Harm van Melick: ‘Natuurlijk hangt dat grotendeels samen met betere diagnostiek en behandeling. Maar, we hoeven onszelf ook weer niet op de borst te kloppen. Want bij het interpreteren van cijfers kan stage migration ofwel het “Will Rogers-fenomeen” meespelen.’
De Amerikaanse komiek Will Rogers grapte ooit (over het vermeend lage IQ van een subgroep in Oklahoma, en de nog lagere intelligentie in Texas): ‘Wanneer deze mensen vanuit Oklahoma naar Texas verhuizen, stijgt de gemiddelde intelligentie in beide staten.’

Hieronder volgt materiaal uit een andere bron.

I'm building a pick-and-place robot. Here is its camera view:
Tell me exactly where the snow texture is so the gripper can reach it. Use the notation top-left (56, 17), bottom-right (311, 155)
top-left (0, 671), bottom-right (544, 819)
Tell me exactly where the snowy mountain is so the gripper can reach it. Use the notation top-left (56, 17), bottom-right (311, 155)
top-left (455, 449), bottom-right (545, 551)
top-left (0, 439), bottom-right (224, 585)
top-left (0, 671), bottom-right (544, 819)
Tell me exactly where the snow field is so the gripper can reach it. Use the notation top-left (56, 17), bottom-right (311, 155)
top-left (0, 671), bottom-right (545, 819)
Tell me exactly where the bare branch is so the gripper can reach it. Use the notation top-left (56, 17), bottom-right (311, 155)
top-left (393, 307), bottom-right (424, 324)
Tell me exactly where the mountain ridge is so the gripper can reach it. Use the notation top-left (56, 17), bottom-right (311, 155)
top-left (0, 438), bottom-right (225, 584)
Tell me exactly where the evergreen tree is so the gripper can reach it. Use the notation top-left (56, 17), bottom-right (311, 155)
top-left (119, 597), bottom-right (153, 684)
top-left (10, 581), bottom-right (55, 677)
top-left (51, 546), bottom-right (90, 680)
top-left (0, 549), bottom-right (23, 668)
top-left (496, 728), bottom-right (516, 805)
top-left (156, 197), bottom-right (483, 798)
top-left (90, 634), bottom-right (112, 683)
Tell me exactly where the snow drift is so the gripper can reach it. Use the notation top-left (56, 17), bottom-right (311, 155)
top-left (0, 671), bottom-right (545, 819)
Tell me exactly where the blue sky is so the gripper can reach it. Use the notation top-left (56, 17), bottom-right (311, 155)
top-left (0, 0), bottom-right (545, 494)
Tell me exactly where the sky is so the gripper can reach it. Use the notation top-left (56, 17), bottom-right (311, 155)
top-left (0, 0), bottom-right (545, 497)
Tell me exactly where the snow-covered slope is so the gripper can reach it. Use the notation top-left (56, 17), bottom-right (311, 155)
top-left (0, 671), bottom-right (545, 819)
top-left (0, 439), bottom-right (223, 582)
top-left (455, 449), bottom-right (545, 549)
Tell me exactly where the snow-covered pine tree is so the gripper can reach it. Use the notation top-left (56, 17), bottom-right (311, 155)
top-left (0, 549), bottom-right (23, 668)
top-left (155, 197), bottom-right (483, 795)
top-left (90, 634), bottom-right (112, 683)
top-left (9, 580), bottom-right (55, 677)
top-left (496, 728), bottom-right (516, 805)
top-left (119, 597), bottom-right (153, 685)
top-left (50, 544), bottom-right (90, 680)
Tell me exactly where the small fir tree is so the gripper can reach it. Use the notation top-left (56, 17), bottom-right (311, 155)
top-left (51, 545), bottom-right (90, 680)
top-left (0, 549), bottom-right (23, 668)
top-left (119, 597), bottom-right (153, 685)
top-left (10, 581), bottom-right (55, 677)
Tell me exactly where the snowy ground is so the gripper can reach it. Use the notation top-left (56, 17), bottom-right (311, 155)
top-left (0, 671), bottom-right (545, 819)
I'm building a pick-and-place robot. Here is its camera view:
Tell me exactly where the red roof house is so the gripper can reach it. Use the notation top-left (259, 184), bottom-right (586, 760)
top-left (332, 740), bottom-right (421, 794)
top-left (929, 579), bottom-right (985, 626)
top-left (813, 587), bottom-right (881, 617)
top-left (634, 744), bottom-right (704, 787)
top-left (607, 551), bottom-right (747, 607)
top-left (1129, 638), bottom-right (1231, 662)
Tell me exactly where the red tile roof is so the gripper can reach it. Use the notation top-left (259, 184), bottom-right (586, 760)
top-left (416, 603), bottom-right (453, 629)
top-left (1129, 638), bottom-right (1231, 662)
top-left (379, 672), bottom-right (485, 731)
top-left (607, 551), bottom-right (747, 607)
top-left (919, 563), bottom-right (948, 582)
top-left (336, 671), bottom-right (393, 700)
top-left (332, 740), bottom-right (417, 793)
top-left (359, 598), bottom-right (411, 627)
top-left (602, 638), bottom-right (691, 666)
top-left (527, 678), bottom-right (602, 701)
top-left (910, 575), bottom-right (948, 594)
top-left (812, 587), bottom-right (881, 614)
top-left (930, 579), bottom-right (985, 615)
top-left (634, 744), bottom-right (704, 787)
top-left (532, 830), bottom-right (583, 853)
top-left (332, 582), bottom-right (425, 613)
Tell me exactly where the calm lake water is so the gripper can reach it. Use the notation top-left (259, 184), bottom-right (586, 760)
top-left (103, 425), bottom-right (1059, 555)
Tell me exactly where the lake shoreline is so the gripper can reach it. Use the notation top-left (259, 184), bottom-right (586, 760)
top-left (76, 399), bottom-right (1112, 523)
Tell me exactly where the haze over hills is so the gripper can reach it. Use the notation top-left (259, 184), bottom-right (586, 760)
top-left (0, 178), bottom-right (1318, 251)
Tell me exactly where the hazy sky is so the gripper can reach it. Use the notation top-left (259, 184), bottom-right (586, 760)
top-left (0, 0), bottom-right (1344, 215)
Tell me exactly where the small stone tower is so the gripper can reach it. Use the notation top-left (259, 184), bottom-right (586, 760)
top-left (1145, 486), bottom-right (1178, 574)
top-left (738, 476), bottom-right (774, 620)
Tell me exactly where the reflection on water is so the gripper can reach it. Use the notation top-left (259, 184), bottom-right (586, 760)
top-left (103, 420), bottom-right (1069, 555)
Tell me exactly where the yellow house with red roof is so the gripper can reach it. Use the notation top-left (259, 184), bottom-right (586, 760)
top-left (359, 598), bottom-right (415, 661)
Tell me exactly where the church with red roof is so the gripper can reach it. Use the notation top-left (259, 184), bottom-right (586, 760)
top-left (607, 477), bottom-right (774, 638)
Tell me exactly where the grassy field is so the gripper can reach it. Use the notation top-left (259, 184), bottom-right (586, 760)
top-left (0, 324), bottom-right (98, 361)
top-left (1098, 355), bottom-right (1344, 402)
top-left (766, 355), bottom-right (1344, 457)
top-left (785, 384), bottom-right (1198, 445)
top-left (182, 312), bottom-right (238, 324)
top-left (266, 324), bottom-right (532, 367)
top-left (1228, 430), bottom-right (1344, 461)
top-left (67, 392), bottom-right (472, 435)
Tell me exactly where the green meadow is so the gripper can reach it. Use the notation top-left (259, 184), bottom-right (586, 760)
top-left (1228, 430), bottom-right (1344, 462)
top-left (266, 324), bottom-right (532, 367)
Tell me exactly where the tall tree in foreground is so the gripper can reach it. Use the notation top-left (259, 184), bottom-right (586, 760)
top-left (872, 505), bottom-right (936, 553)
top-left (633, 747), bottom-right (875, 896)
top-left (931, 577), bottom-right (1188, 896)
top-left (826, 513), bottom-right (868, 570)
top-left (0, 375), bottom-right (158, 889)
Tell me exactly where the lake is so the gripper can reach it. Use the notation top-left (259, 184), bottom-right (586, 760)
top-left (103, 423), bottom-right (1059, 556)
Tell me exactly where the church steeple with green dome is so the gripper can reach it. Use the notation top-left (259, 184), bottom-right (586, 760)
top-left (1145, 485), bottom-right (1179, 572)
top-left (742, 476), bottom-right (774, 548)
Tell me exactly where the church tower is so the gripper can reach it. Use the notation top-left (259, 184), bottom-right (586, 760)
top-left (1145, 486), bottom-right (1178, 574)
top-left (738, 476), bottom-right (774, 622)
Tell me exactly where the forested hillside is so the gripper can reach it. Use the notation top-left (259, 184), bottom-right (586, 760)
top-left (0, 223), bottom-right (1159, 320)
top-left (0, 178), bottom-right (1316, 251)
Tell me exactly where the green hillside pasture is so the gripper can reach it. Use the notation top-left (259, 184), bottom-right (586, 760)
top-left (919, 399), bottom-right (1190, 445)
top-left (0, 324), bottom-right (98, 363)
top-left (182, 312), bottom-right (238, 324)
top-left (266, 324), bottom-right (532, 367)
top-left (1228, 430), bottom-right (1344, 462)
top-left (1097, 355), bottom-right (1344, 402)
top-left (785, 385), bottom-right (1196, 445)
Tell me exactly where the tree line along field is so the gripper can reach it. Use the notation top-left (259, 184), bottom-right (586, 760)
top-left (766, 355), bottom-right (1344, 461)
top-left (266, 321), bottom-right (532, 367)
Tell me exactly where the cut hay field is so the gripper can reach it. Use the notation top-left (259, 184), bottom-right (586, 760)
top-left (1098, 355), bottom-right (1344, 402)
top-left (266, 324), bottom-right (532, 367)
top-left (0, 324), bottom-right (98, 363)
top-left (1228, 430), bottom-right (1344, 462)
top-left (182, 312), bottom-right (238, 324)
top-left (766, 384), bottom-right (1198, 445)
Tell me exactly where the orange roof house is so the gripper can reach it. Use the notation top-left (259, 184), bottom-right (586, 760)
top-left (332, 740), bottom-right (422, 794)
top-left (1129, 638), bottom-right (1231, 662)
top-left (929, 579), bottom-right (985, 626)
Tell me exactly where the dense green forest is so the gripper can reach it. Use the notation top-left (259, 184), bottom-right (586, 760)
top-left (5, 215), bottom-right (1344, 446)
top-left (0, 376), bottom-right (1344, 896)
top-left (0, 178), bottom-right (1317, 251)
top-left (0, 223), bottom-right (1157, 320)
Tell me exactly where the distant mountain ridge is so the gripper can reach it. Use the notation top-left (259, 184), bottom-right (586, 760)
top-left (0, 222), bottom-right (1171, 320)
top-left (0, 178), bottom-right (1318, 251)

Vertaald naar ons onderwerp: bij iemand die vroeger ‘schoon’ zou worden verklaard, kan het zijn dat de PSMA PET-CT scan nu toch een uitzaaiing opspoort. Van de groep of stadium waar deze persoon aanvankelijk bij hoorde (‘genezen’) is ‘ie verplaatst naar een andere groep (‘uitgezaaide prostaatkanker’). Maar in het eerste geval kan de persoon voortijdig overlijden door die ‘gemiste’ uitzaaiing, terwijl de tweede geneest en langer leeft dankzij de tijdige opsporing en behandeling. ‘Die vertekening van cijfers is niet goed te kwantificeren’, zegt Van Melick. ‘Maar feit is dat diagnostiek en behandeling ontzettend veel goeds hebben gedaan.’
IKNL publiceert overlevingscijfers voor alle kankersoorten. In een recent overzicht (t/m 2023) is het bij prostaatkanker
per ziektestadium weergegeven, na een, drie, vijf, zeven en tien jaar.
De concrete levenswinst in maanden, bij behandelde prostaatkanker is volgens Van Melick indrukwekkend. ‘Voor patiënten die bij diagnose al uitgezaaide prostaatkanker hadden (16 procent), zijn er spectaculaire resultaten te melden. Zeker vergeleken met andere soorten kanker. Het verschil in mediane overleving tussen patiënten-cohorten van 2010 en 2020 is 13,9 maanden. Dus met ruim een jaar toegenomen. Dat is veel in 10 jaar tijd. Bij borstkanker is het 10 maanden en melanoom 8 maanden, ook best gunstig dus.’
Overleven is één, maar de uroloog benadrukt dat voor veel patiënten de kwaliteit van leven essentieel is. ‘Als ik een behandeling voorstel, krijg ik regelmatig de vraag: Heb ik met dit middel nog wel een goede kwaliteit van leven? Begrijpelijk. Het gaat niet alleen om de lengte van leven. Maar het verschilt hoe mannen daar tegenaan kijken. De ene patiënt wil z’n kleinkind geboren zien worden. Die gaat voor een zo lang mogelijk leven, met acceptatie van alle bijwerkingen. Een ander zegt: Ik heb een mooi leven gehad, en ik wil zo weinig mogelijk heisa vanwege een paar extra maanden. Daarom zijn we bezig een keuzehulp te ontwikkelen. De informatievoorziening en vraagstelling kan mensen helpen. Want het is ingewikkeld genoeg. Maar hoe dan ook is het goed dat de verbeterde behandelopties hun vruchten afwerpen.’